Little remains of the once extensive landscaping apart from the established fig (Ficus sp.), red cedar (Toona ciliata), mangoes (Mangifera sp.), boab (Adansonia gregorii) and bunya pine (Araucaria bidwillii).

== Heritage listing ==
Loudoun House was listed on the Queensland Heritage Register on 21 October 1992 having satisfied the following criteria.

- The place is important in demonstrating the evolution or pattern of Queensland's history.

Loudoun House at Irvinebank was erected c. 1883–84 for mining entrepreneur John Moffat who dominated the mining industry of the Cairns hinterland for thirty years (1880s–1910s).

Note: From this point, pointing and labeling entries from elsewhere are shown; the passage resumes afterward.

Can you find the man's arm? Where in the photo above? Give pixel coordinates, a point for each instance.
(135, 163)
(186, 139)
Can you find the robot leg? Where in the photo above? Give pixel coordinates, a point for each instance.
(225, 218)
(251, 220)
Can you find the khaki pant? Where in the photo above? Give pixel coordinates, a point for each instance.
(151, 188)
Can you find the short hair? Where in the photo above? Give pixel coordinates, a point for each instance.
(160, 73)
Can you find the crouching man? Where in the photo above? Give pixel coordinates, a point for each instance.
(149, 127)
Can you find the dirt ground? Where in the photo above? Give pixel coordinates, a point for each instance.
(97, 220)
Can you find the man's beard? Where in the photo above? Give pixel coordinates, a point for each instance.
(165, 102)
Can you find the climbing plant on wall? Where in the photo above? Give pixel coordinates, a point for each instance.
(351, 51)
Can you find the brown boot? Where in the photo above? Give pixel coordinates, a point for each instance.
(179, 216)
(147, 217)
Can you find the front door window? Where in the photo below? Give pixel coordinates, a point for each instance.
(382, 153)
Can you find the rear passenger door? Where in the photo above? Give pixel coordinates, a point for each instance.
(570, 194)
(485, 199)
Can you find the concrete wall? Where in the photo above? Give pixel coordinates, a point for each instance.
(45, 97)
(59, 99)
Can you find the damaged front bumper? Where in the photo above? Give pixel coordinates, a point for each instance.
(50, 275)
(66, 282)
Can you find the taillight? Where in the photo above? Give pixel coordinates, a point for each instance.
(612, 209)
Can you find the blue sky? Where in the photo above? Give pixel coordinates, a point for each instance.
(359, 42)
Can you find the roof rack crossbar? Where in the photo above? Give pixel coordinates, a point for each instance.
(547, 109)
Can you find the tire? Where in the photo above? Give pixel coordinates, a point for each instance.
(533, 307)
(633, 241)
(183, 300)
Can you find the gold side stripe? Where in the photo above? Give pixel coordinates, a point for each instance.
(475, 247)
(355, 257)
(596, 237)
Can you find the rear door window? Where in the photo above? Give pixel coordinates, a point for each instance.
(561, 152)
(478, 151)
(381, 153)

The house is closely associated with the development of the mining industry (in particular tin and copper) in North Queensland.

The use of high blocks to create a second floor at ground level is regarded as an early use.

- The place has a special association with the life or work of a particular person, group or organisation of importance in Queensland's history.

Its siting in close proximity to both the Loudoun Mill and town of Irvinebank (including the offices of the Queensland National Bank) are regarded as symbolic of Moffat's "hands on" approach to his business activities including his relationship with employees and their families and in the case of the Queensland National Bank of its major role in Moffat's business affairs.